Evgeny Roubinchtein evgenyr at cs.washington.edu
Tue Aug 6 18:02:38 CDT 2002


>>>>> "EB" == Brose, Eric <eric.brose at attws.com> writes:

    EB> Hello,
    EB> I'm using the XML::Simple module and need to recurse over my results.

    EB> use XML::Simple;
    EB> use Data::Dumper;
 
    EB> my $ref = XMLin('C:\Perl\HBSource.xml');

    EB> print Dumper($ref);

    EB> foreach $setting (sort keys (%$ref)){
    EB>      #print "$setting\n";  This works!
    EB> 	foreach $detail (sort keys %{$ref{$setting}} ){
    EB> 		print "$ref{$setting}->{$detail}\n";
    EB> 	}
    EB> }
    EB> ;

    EB> I'm trying to figure out how to review all of the info in the
    EB> hash ref.  Can someone give me some clues how i can change my
    EB> foreach nested loops to get our what I want.

Personally, I would write the inner foreach as:
        foreach $detail (sort keys %{$ref->{$setting}) {
                print $ref->{$setting}->{$detail}, "\n";
        }

Do "perldoc perlref" for the full story.  If something in the perlref
documentation doesn't make sense, or you need more examples, feel free
to ask again.

    EB> I need to be able to recurse through my data structure(the
    EB> hash ref) to extract this info. Any ideas?
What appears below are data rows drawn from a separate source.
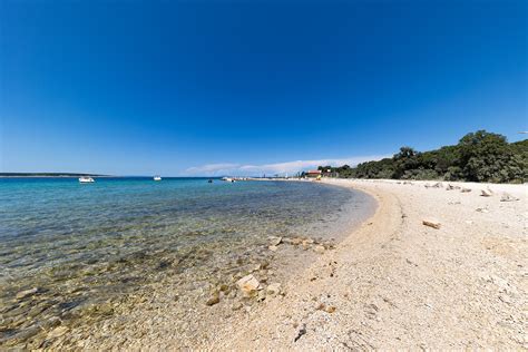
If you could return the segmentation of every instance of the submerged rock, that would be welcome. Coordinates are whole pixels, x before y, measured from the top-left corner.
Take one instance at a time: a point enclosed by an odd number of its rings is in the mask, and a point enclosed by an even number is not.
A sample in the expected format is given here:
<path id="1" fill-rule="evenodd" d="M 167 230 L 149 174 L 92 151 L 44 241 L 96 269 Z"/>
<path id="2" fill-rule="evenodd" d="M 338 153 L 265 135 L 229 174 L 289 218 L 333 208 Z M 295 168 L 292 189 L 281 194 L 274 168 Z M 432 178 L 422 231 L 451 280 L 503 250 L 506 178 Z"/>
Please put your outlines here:
<path id="1" fill-rule="evenodd" d="M 273 284 L 267 285 L 266 293 L 271 296 L 276 296 L 277 294 L 281 294 L 281 284 L 273 283 Z"/>
<path id="2" fill-rule="evenodd" d="M 481 190 L 480 190 L 480 195 L 481 195 L 482 197 L 491 197 L 491 196 L 493 195 L 493 192 L 492 192 L 491 189 L 489 189 L 489 188 L 488 188 L 488 189 L 481 189 Z"/>
<path id="3" fill-rule="evenodd" d="M 216 303 L 219 303 L 219 294 L 215 292 L 208 300 L 205 302 L 207 305 L 215 305 Z"/>
<path id="4" fill-rule="evenodd" d="M 58 326 L 58 327 L 55 327 L 53 330 L 51 330 L 48 335 L 46 336 L 47 339 L 56 339 L 56 338 L 60 338 L 62 336 L 63 334 L 66 334 L 68 332 L 68 327 L 66 326 Z"/>
<path id="5" fill-rule="evenodd" d="M 272 246 L 277 246 L 282 243 L 282 237 L 272 236 L 270 237 L 270 241 Z"/>
<path id="6" fill-rule="evenodd" d="M 37 289 L 37 287 L 20 291 L 19 293 L 17 293 L 16 299 L 17 300 L 23 300 L 28 296 L 31 296 L 31 295 L 36 294 L 38 291 L 39 291 L 39 289 Z"/>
I'm probably sounding like Mr. Obvious, but, if you want to _recurse_,
it seems that recursion would be more appropriate than iteration, no?

sub recurse_thang ($);

# this code is mostly "for illustration", rather than "for production use"
sub recurse_thang ($) {
        my $thang = shift;

        if (not ref $thang) { # the base case: a plain scalar
             print $thang, ", ";
             return;
        }


        if ( ref($thang) eq 'HASH') {
             print "{ ";
                  foreach my $key (sort keys %$thang) {
                        print $key, " =>  ";
                        recurse_thang($thang->{$key});
                }
             print "}\n";
        }
        elsif ( ref($thang) eq 'ARRAY') {
                print "[ ";
                foreach my $item (@$thang) {
                        recurse_thang($item);
                }
                print "]\n";
        }
        elsif ( ref($thang) eq 'SCALAR' ) {
             print $$thang, ", ";
        }
        # ... more cases here ...
}

my $ref = { foo => [1, 2, 3],
            bar => [ {baz => 5}, 4, 8],
      };

recurse_thang($ref);


Hope this helps.

-- 
Evgeny

Faced with the choice between changing one's mind, and proving that there is
no need to do so - almost everyone gets busy on the proof.